Accidental masters of the globe

by Michael West | Oct 29, 2011 | Business

Illustration: michaelmucci.com

We have the first major scientific work on the architecture of global power, and not before time. You can check it out on the New Scientist website. A study by three complex systems theory scientists in Zurich has found that a group of powerful corporations really does control the world.

Those with a taste for the more exotic conspiracy theories on global domination may rue the results: the physicists found the super-entity of 147 companies which controlled almost 40 per cent of all transnational corporations did not entertain an intention to rule the world.

It was just corporations strutting their stuff, being amoral, not immoral. ”The Occupy Wall Street claim, that 1 per cent of people have most of the wealth, reflects a logical phase of the self-organising economy,” one of the scientists said.

The Zurich team studied a database of 37 million companies and investors around the world and selected all 43,060 transnational companies (TNCs) and the ownership structures which linked them.

As you might imagine, working out whether big passive investors such as fund managers exercised control was scientifically perplexing. When it comes to remuneration, they seem to vote with the powers that be!

From the group of TNCs, the physicists modelled operating revenues and shareholdings to map the structure of economic power.

The usual suspects, such as Wall Street banks, were at the top of the “super-core”. Banks proliferated throughout – there was only one manufacturer – and, despite the size and profitability of Australia’s banks, none was in the top tier of global domination.

If broker reports are correct though, and ANZ boss Mike Smith is preying on Macquarie Group, we may have a contender for global hegemony. Don’t bet on this one; Smith might be desirous of Asian expansion, but surely not that much.
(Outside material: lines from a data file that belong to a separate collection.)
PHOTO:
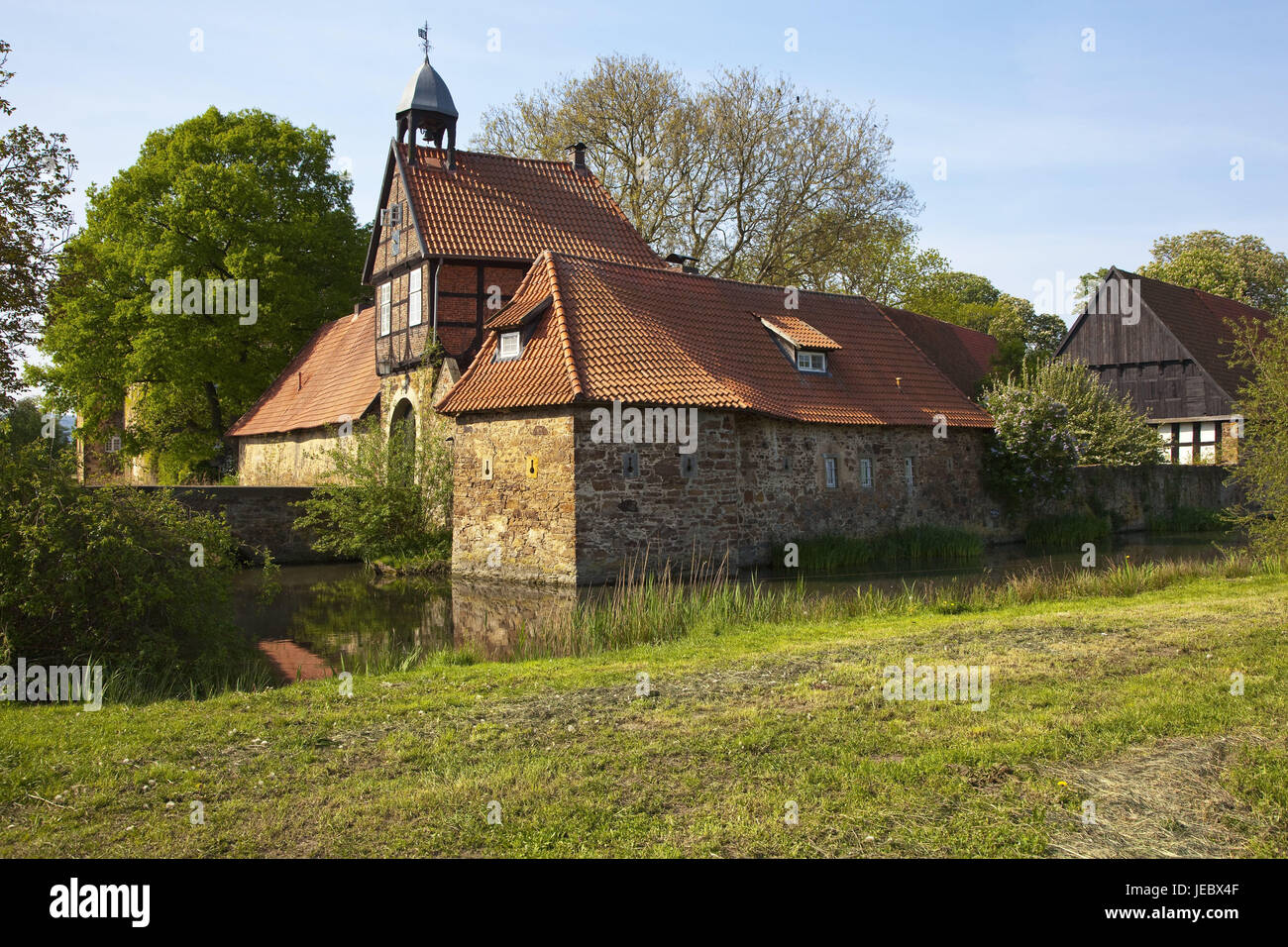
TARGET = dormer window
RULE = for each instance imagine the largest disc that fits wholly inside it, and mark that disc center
(510, 346)
(810, 361)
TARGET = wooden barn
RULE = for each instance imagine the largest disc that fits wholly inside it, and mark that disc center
(1168, 350)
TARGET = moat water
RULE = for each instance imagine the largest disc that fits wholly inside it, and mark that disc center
(326, 618)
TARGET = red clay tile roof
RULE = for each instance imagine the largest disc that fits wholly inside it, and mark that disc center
(964, 355)
(1201, 322)
(648, 335)
(333, 375)
(496, 206)
(798, 331)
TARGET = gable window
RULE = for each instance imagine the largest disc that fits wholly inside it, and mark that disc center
(810, 361)
(829, 471)
(510, 346)
(413, 305)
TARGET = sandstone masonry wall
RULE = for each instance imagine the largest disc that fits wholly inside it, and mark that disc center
(760, 482)
(514, 521)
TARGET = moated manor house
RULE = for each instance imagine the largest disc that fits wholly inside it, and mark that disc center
(814, 414)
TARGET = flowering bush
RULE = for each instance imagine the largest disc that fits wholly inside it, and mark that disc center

Loath to dampen the euphoria of the European bailout – but it would be remiss to ignore the “heroin injecting room” perspective on this deal.
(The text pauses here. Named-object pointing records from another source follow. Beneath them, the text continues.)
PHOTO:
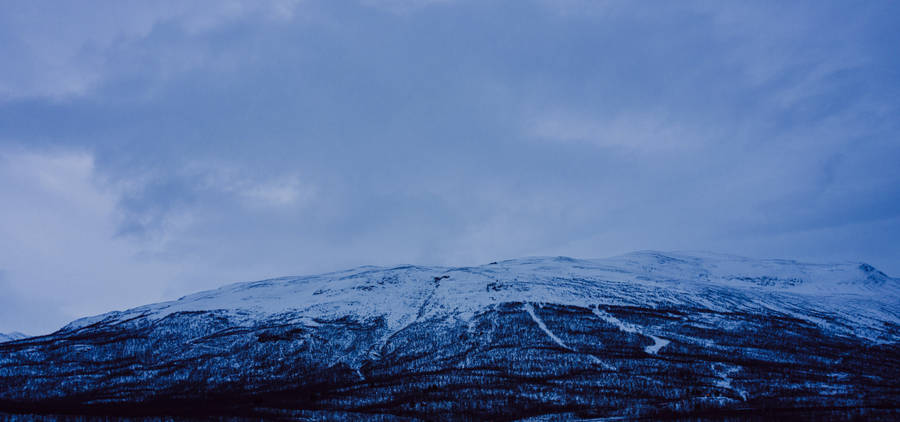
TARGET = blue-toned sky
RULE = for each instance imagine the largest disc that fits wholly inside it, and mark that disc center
(153, 149)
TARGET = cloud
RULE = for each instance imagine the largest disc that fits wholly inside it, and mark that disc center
(58, 249)
(188, 146)
(60, 50)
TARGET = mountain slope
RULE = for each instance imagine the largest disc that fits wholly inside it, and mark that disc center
(645, 334)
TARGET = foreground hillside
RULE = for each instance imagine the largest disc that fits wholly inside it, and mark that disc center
(641, 335)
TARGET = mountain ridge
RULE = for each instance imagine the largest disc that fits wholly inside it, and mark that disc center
(645, 334)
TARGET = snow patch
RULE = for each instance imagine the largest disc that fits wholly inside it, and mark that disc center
(530, 309)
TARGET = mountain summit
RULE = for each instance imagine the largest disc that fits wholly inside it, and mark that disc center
(646, 334)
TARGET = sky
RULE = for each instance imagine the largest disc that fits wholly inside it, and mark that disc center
(149, 150)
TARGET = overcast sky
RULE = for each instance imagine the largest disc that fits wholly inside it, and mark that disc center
(152, 149)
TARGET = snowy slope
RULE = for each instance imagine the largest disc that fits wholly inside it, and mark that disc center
(862, 297)
(646, 334)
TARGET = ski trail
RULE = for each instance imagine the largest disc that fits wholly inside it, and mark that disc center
(658, 342)
(530, 309)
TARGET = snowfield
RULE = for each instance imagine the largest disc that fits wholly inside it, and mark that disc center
(646, 334)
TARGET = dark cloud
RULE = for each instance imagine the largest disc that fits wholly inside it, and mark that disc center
(217, 144)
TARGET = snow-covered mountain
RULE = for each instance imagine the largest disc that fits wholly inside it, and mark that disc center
(646, 334)
(15, 335)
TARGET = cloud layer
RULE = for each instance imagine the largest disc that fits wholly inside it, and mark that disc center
(149, 151)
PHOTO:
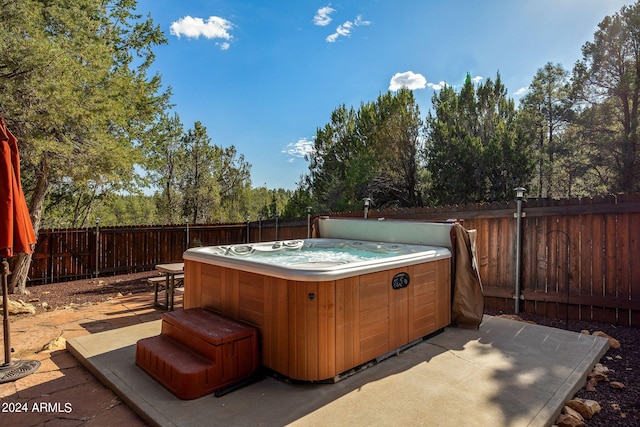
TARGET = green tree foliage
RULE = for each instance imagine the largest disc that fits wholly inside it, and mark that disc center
(367, 153)
(475, 151)
(165, 155)
(215, 182)
(74, 89)
(547, 107)
(198, 184)
(608, 83)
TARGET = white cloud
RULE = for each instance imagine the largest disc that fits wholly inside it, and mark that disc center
(521, 91)
(408, 79)
(345, 29)
(301, 148)
(322, 17)
(437, 86)
(361, 22)
(214, 28)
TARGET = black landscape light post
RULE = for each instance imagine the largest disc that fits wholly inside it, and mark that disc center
(97, 271)
(367, 202)
(187, 231)
(519, 214)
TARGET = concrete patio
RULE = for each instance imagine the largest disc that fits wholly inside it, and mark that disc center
(507, 373)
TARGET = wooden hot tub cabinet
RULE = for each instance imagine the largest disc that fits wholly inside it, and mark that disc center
(316, 330)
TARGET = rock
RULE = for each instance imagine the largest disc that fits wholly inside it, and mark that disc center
(586, 408)
(573, 413)
(599, 373)
(613, 343)
(565, 420)
(19, 307)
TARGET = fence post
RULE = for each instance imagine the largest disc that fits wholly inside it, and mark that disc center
(519, 196)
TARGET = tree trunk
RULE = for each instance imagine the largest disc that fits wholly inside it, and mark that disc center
(22, 262)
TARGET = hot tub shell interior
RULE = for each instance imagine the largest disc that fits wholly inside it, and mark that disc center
(315, 327)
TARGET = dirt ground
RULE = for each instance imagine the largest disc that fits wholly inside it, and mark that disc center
(620, 407)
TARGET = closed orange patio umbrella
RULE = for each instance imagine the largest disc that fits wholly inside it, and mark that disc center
(16, 236)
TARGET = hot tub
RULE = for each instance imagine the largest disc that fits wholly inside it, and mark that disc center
(387, 284)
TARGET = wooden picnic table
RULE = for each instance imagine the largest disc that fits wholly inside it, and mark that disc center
(171, 271)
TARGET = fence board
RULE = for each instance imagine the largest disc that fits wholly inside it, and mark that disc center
(580, 256)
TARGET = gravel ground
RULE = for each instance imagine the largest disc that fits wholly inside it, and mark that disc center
(620, 407)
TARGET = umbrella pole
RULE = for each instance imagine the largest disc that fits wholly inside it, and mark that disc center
(11, 370)
(5, 312)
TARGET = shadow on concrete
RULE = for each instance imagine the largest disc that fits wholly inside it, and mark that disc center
(506, 373)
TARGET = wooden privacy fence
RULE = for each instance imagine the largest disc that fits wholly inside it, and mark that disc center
(71, 254)
(580, 257)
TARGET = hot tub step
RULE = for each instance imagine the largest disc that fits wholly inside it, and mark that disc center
(184, 372)
(199, 352)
First to the suppliers. The idea is to leverage the rescue fund up to five times. More drugs please! More debt piled on debt.

Next to the junkies. Instead of being told to go cold turkey, get a job and pay some tax, our southern European debt addicts have been invited to wean themselves off the stuff. Here are some fresh supplies and a few cartons of smokes to be going on with. Now go and sort yourselves out while we keep an eye on you!

Oh, and we’d better prop up those dealers. Why not set aside some cash for the banks which pushed the substances in the first place? They can forgive half that lazy Greek fellow’s obligations, but we need to keep him as a customer.

Those skanky Brits have already stolen his Elgin Marbles and he can hardly lug that Parthenon to the pawn shop.

Loath also to stretch a tired line even more tautly but the EFSF (European Financial Stability Fund) – set up last year to provide short-term loans to buy more European debt – does bear some metaphorical resemblance to a pawnbroker who has just had his short-term public-housing lease extended until 2014.

It’s a temporary facility, designed for desperate circumstances and now destined to be geared five times. Here is the pawnbroker lending cash out for ever thinning collateral to a bunch of junkies who are promising to get a job.

What happens if they don’t pay? That’s what the leverage is for, to opiate them more, to maintain the status quo at all costs. Perhaps Australia could make a contribution: send Chopper Read over to Brussels to head up the collections.

We talk in trillions now; billions are so passe. This is a trillion-dollar rescue thanks to the EFSF leverage. The fund is guaranteed to €780 billion ($1045 billion) but has lending capacity of only €440 billion. So far, €9 billion has been disbursed – to Greece, Ireland and Portugal – and €119 billion of the €440 billion has been pledged.

As far as guaranteed funding goes, then there is €320 billion left for loans, bank recapitalisations and bond purchases. The thinking is that if Italy and Spain need to be saved, a cool €1 trillion would be required. Hence the leverage.

And there is another leg to the injecting room strategy, and that is a Special Purpose Investment Vehicle (and there just had to be a SPIV on this block).

It is proposed that the SPIV, although still at somewhat of a conceptual stage, should be funded by private sector and EFSF funds and may be spiced up with some “insurance” for “credit enhancement”.

Wasn’t it the very spivs of structured finance who brought the house down in the first place?

If this is Europe’s TARP, we should be mindful that, three years after Main Street bailed out Wall Street, the bonuses might be back but the jobs are not.

QE3 is mooted to kick off as soon as the Fed props up the sharemarket again, though employment stagnates and there are 40 million people on food stamps.

That the European leaders have prevailed in an historic political agreement to unite and save the euro zone is admirable. This is a region riven by centuries of conflict, the scene of two world wars.

Yet implementation is the greater challenge. And the outcome may well reflect the results of a drug rehabilitation where some addicts pulled themselves together and others simply didn’t make it.

It’s a good start, but no one-way street to fiscal nirvana.

Michael West established Michael West Media in 2016 to focus on journalism of high public interest, particularly the rising power of corporations over democracy. West was formerly a journalist and editor with Fairfax newspapers, a columnist for News Corp and even, once, a stockbroker.